Authors: George Bisbas, Anton Lydike, Emilien Bauer, Nick Brown, Mathieu Fehr, Lawrence Mitchell, Gabriel Rodriguez-Canal, Maurice Jamieson, Paul H. J. Kelly, Michel Steuwer, Tobias Grosser

ASPLOS '24: Proceedings of the 29th ACM International Conference on Architectural Support for Programming Languages and Operating Systems, Volume 3

Pages 38 - 56

https://doi.org/10.1145/3620666.3651344

Published: 27 April 2024

摘要翻译

Domain Specific Languages (DSLs) increase programmer productivity and provide high performance. Their targeted abstractions allow scientists to express problems at a high level, providing rich details that optimizing compilers can exploit to target current- and next-generation supercomputers. The convenience and performance of DSLs come with significant development and maintenance costs. The siloed design of DSL compilers and the resulting inability to benefit from shared infrastructure cause uncertainties around longevity and the adoption of DSLs at scale. By tailoring the broadly-adopted MLIR compiler framework to HPC, we bring the same synergies that the machine learning community already exploits across their DSLs (e.g. Tensorflow, PyTorch) to the finite-difference stencil HPC community. We introduce new HPC-specific abstractions for message passing targeting distributed stencil computations. We demonstrate the sharing of common components across three distinct HPC stencil-DSL compilers: Devito, PSyclone, and the Open Earth Compiler, showing that our framework generates high-performance executables based upon a shared compiler ecosystem.
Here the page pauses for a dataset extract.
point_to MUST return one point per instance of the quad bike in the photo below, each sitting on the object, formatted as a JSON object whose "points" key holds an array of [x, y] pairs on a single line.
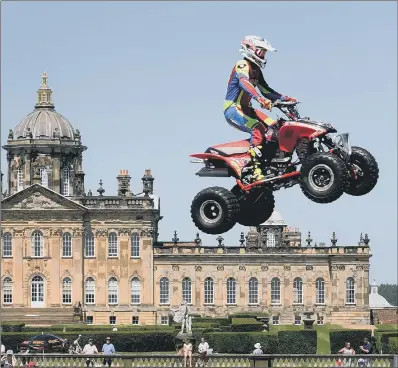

领域特定语言(DSLs)提高了程序员的生产力并提供了高性能。它们的针对性抽象允许科学家在高层次上表达问题,同时提供了丰富的细节,优化编译器可以利用这些细节来面向当前和下一代超级计算机进行优化。然而,DSL的便利性和高性能伴随着显著的开发和维护成本。DSL编译器的孤立设计以及无法利用共享基础设施的问题,导致了关于DSL在大规模应用中的持久性和采用的不确定性。通过将广泛采用的MLIR编译器框架定制为高性能计算(HPC)使用,我们将机器学习社区已经在其DSLs(如TensorFlow、PyTorch)中受益的协同效应带入了有限差分网格的HPC领域。我们引入了针对分布式网格计算的消息传递的HPC特定抽象。我们展示了在三个不同的HPC网格DSL编译器(Devito、PSyclone 和 Open Earth Compiler)中共享公共组件,证明了我们的框架基于共享的编译器生态系统生成了高性能的可执行文件。